The Tuscan bread was actually last weekend's project, before I left for Denver last Sunday. This weekend I backed up to the last of the sourdough breads, the Sunflower-Seed Rye. This one uses a soaker and a firm starter, which I made from my rye starter. However, I forgot to move the starter to the fridge overnight--perhaps that gives a little more sourdough tang to the bread, but as it's a yeast-assisted recipe I suspect the sourdough will be fairly muted.

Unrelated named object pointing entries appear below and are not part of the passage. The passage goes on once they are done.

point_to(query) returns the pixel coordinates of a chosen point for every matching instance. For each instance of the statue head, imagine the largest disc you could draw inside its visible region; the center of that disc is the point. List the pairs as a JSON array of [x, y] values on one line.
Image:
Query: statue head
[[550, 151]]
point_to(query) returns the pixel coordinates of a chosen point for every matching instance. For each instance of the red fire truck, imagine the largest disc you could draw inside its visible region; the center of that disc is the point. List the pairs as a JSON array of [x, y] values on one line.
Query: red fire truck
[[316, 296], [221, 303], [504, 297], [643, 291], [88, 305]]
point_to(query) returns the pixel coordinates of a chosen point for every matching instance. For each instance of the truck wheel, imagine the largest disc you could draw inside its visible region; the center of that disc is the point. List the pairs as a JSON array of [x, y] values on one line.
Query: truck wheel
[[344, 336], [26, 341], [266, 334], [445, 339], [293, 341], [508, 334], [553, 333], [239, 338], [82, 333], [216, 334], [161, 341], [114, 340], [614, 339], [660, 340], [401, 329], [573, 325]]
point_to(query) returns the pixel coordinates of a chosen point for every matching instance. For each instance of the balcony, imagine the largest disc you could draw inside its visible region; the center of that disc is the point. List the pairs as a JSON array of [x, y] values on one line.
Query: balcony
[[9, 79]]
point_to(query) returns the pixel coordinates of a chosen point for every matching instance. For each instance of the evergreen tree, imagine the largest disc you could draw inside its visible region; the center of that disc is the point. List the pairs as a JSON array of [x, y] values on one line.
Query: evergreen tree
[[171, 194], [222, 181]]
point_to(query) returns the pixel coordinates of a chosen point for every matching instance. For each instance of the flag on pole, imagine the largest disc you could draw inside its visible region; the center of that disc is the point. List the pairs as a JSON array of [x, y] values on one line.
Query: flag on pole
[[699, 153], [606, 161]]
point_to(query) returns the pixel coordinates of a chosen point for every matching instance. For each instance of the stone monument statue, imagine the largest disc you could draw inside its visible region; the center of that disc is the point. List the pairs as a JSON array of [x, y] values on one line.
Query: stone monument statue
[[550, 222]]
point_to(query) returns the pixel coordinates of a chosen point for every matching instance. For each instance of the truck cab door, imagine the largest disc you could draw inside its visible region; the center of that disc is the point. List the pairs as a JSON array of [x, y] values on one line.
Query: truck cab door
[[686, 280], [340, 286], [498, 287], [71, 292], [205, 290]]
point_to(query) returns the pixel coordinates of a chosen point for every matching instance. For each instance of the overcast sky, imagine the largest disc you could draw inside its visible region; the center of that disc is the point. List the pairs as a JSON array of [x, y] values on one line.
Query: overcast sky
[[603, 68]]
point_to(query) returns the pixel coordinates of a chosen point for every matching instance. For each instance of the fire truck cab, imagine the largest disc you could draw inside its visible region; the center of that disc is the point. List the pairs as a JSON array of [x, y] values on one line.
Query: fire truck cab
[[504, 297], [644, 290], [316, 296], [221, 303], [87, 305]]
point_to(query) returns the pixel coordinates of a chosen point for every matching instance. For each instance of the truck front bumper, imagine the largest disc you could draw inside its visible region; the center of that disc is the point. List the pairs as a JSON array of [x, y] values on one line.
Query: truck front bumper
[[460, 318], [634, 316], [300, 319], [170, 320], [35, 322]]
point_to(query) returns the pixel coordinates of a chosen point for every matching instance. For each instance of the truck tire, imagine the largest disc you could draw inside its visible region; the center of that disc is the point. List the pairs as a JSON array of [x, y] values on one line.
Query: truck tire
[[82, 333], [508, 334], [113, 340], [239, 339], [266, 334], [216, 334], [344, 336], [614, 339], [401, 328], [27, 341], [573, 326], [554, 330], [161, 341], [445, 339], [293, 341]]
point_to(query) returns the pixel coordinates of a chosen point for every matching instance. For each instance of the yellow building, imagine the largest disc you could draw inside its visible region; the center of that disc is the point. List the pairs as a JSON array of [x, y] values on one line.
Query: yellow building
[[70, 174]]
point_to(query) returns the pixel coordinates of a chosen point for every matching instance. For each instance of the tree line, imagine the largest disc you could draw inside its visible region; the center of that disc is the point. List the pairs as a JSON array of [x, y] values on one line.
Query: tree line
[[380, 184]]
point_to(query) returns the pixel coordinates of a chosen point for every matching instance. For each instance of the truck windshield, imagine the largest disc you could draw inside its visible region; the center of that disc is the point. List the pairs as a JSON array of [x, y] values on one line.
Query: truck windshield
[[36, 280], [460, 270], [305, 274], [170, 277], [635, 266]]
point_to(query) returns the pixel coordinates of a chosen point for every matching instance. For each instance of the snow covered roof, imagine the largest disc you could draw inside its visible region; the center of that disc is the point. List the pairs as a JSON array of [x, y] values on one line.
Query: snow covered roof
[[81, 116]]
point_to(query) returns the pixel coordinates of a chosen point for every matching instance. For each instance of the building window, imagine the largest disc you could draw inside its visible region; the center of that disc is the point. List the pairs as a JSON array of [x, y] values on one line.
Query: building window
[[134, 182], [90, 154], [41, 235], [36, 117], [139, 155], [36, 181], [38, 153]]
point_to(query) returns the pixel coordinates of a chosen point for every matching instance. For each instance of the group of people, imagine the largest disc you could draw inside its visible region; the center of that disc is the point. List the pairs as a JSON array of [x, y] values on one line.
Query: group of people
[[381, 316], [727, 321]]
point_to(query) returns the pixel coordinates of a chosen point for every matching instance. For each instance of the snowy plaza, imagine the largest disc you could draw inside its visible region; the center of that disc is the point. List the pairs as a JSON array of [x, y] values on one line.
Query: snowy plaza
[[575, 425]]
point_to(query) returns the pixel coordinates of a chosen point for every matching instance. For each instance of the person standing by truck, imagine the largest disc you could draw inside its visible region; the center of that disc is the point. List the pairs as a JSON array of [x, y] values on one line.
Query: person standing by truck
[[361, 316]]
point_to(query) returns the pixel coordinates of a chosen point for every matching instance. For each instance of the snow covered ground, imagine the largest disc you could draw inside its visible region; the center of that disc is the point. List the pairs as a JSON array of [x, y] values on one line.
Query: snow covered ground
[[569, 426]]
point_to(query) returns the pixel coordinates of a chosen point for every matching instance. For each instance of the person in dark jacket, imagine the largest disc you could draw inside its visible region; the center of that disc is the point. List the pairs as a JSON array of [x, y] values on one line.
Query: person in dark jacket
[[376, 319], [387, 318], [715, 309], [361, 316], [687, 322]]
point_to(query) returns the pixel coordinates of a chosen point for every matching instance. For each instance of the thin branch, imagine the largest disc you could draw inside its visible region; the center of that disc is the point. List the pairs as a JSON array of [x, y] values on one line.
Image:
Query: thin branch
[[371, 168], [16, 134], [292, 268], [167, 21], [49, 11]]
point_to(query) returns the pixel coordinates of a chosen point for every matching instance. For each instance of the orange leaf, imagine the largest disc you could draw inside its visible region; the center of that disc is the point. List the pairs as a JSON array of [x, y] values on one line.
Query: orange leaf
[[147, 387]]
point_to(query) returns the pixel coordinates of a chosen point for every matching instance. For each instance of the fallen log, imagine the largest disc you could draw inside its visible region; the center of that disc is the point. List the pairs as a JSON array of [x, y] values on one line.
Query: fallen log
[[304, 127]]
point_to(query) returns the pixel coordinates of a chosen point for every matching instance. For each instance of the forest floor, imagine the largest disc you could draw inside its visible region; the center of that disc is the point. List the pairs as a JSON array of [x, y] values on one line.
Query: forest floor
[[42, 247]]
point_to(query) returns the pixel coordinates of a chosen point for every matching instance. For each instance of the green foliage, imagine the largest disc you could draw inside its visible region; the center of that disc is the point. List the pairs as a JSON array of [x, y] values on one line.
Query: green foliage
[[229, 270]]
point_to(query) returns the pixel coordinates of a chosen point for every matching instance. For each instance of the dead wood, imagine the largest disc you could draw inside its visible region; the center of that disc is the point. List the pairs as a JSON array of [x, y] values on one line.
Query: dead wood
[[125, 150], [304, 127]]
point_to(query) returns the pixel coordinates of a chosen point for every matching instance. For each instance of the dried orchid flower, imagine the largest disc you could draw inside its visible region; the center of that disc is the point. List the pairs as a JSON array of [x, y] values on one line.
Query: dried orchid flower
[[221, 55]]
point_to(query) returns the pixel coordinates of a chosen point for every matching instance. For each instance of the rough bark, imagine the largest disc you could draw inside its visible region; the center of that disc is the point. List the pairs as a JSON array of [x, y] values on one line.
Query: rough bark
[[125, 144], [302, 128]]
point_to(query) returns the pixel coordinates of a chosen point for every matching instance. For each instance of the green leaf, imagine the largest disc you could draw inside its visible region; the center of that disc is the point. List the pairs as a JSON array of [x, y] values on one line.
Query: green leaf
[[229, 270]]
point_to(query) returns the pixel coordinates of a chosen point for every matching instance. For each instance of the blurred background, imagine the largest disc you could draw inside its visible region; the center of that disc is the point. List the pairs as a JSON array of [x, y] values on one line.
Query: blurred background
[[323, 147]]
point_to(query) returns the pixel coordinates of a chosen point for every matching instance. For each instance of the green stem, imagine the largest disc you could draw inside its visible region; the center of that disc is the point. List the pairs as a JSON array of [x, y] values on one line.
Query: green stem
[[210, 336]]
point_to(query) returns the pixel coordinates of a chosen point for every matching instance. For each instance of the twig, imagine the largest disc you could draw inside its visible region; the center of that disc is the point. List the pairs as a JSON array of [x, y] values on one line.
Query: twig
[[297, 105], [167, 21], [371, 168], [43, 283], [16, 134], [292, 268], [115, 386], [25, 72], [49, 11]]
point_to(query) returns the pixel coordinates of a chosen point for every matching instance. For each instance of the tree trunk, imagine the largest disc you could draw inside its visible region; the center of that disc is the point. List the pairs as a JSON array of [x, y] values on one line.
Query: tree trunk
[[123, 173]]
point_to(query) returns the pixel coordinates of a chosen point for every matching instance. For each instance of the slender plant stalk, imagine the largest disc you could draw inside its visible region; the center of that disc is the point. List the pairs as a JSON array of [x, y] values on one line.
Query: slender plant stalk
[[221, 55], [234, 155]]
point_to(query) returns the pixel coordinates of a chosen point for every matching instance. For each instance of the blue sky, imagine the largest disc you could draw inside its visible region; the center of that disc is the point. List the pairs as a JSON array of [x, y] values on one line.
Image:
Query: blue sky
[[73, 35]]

Not much to say about the process on this one: it didn't need much additional water and kneaded easily in the KitchenAid. I added maybe half again the called for sunflower seeds for extra crunch, and to use them up from the freezer. I didn't use a room-temperature rise, instead using the proof setting on my warming drawer to move things along. The loaf is shaped as a couronne or crown by making a boule, then working a hole in the middle to get a doughnut shape, then pressing down on that with a dowel (chopstick for me) in 4 places to get a very un-crown-like flattened circle-square, um, thing. Supposedly the dusting of flour over the dowel traces will prevent them from closing up during the rise, but just as when I tried this shape on the Pain de Campagne, the grooves mostly disappear. I tried a shallow slash down each of them before baking this time, which perhaps helped retain the shape a little, though nothing like the picture in BBA.
The loaf got the hearth-baking technique with the oven temp dropped after the spritzing, then again after 10 minutes and the loaf rotation. Rather like my loaf of Tuscan bread, this loaf had more breadth than height, and was done after 10 minutes at the last temperature setting instead of 15. Results: nice texture, good chewy crust, and a mild rye/sourdough flavor.